A few years ago, I noted that Moores law (transistor density on chips double every 18 months) has expired outside of a looser definition, and that’s about to end as well. So.. now it has. Graphic processors, general purpose massively parallel processors, and DSPs indeed bravely held the torch for a moment, and are still all the rage as we (at last, kicking and screaming) adapt code to occur not just in a few neatly organized threads, but in huge bazooka blasts of thousands to millions of simultaneous actions. The value of accomplishing more with fewer instructions is fading, and it’s becoming more about figuring out how to flatten out an action into as many small things that can occur at the same time. Often by doing a lot that ends up nowhere, just in case – go ahead and start preparing what the intricate 3d view in front of you before checking if there’s a sold colored wall in front of it, because hey, by the time that’s determined, it’s too late. Start processing what you’ll do if the voice activation detects “Yes” and also “No” and “Cancel”. Wasteful? Well, certainly explore other options, but really, during the next 1/800 sec cycle, processor-days of calculations can happen – the only option is to idle. Of course you’d rather put them toward a solid goal you’ll have defined in a few seconds, but they’ll be there then too. There is, quite literally, more power than we can figure out what to do with.

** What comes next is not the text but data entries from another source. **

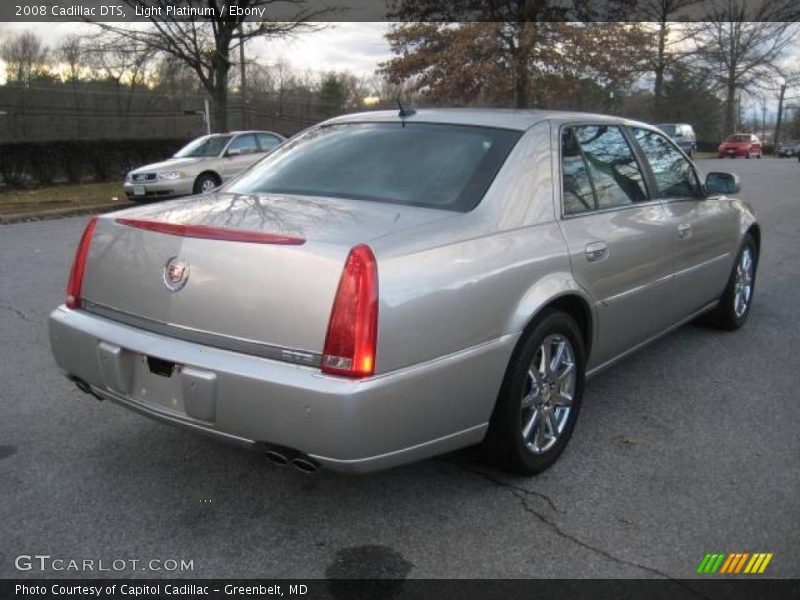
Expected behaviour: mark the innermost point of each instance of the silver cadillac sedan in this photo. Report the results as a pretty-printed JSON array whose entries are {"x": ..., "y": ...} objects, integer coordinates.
[
  {"x": 200, "y": 166},
  {"x": 387, "y": 287}
]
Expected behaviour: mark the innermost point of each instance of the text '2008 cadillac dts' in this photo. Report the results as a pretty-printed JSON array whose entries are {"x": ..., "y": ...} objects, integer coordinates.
[{"x": 386, "y": 287}]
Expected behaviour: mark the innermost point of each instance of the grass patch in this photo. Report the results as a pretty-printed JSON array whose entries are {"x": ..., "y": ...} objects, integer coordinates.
[{"x": 85, "y": 195}]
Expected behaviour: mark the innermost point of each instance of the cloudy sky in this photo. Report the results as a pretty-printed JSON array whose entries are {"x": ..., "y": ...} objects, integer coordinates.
[{"x": 355, "y": 47}]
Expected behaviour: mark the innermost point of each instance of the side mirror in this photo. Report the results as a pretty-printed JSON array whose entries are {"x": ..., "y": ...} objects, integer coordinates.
[{"x": 723, "y": 183}]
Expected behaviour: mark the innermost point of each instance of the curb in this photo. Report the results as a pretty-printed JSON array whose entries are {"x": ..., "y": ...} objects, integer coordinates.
[{"x": 57, "y": 213}]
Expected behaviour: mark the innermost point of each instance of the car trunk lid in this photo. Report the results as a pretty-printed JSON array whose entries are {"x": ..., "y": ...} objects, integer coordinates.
[{"x": 251, "y": 273}]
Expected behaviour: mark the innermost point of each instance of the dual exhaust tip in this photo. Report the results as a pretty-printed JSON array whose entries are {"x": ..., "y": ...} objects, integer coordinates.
[{"x": 282, "y": 457}]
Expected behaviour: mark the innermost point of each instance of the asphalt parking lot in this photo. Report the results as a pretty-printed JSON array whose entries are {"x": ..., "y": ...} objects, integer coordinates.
[{"x": 691, "y": 446}]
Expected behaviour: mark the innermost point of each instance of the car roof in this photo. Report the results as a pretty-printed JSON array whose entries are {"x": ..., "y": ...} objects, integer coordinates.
[
  {"x": 250, "y": 131},
  {"x": 506, "y": 118}
]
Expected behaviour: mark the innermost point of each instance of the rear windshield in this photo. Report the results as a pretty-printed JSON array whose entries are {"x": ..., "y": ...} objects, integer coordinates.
[{"x": 448, "y": 167}]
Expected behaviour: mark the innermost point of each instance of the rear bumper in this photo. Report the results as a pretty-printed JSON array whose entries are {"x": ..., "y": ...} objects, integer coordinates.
[
  {"x": 345, "y": 425},
  {"x": 733, "y": 152}
]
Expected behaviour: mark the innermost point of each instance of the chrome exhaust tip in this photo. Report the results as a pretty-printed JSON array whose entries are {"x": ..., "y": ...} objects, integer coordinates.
[
  {"x": 305, "y": 464},
  {"x": 276, "y": 458}
]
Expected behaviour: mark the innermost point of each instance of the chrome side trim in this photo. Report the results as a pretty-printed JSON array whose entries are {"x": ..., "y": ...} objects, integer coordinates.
[
  {"x": 206, "y": 338},
  {"x": 638, "y": 288},
  {"x": 701, "y": 265},
  {"x": 594, "y": 371}
]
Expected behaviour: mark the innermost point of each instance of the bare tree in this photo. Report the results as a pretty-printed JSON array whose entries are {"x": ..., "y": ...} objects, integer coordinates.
[
  {"x": 120, "y": 60},
  {"x": 660, "y": 14},
  {"x": 738, "y": 45},
  {"x": 70, "y": 53},
  {"x": 787, "y": 81},
  {"x": 205, "y": 42},
  {"x": 25, "y": 56}
]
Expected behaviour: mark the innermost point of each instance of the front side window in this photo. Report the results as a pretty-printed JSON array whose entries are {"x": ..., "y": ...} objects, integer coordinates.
[
  {"x": 675, "y": 177},
  {"x": 612, "y": 170},
  {"x": 245, "y": 144},
  {"x": 448, "y": 167},
  {"x": 207, "y": 146}
]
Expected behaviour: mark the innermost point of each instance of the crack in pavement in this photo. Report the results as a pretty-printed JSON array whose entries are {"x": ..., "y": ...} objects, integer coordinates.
[
  {"x": 508, "y": 485},
  {"x": 19, "y": 313},
  {"x": 522, "y": 494}
]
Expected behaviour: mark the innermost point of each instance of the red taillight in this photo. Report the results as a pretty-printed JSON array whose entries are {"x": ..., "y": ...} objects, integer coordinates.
[
  {"x": 78, "y": 266},
  {"x": 353, "y": 329}
]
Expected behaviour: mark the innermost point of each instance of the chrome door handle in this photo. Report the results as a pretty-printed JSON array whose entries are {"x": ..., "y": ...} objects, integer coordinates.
[{"x": 596, "y": 251}]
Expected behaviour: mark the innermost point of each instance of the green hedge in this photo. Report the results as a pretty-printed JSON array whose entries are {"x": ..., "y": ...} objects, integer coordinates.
[{"x": 77, "y": 160}]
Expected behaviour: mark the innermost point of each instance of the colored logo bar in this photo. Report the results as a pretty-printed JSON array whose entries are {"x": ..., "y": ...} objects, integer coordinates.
[{"x": 734, "y": 563}]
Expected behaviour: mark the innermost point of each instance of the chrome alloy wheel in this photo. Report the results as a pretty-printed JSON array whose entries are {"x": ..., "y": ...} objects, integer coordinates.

Of course we *can* idle and save power. That’s useful too. And we can throw raw power at stuff. Try every conceivable angle, not just one or two we have time for. Throw in some AIs, boy do they gobble up calculations by the trillions. It’s a good problem to have, and thanks to Moore, we’re used to having it. But, now that we double every four years, down from the earlier two.. things are about to change again.
CMOS isn’t quite hitting battling physics yet, but another five years will take care of that. We can layer harder, fight the cooling issues. But after that, I think we’re about to shift toward the less physical again. Everything used to be about physical action, movement, but then software completely dominated as a way to steer that. Which relied on hardware upping the ante. The next phase will be to take a deep breath and figure out what we actually have here, and how to organize it, at scale. We kind of quit optimizing things that weren’t at the very lowest levels, because there ceased to be much of a point – hardware is fast and cheap – and then it became downright counterproductive. Elegant, fast code doesn’t scale, nor can you trivially apply it to everything the way you can with hardware. It’s hard to maintain, it breaks, and it becomes unwieldy at more than a linear pace. Keep it modular, dot all the i and cross the ts and then dot the ts and cross the is because you can always buy faster hardware, but you can’t buy fixing fragile design.
Well, you’re about to not be able to buy faster hardware either, so buying tighter design is going to start being hip again. Hardware already did that. If you open old devices, they’re very modular. Lots of components, nice and neat, easy to reuse. There’s even little squares of PCB lines off for each little module (so cute!). Now, there’s a half dozen ICs, if that. The speed of light is constant, power input is only sort of scaling.. you can’t split ram, cpu, LED driver, RF receiver, and so on into their own parts, now matter how neat it looks. You can barely even segment them in their own parts of the actual silicon wafer (still cute!). It all needs to meld, and post-68000 (late 80s early 90s) it’s all machine optimized – no more scatterbrained humans who can’t keep track of a billion parts at once.
That, I think, is the kind of talent we’ll be aiming at less cloak-and-dagger goals, like optimizing away the separations, but without sacrificing stability.
Or, yaknow, perhaps they invent something better than CMOS, or turn these newly fanged AIs onto writing better AIs and start the singularity. Either way.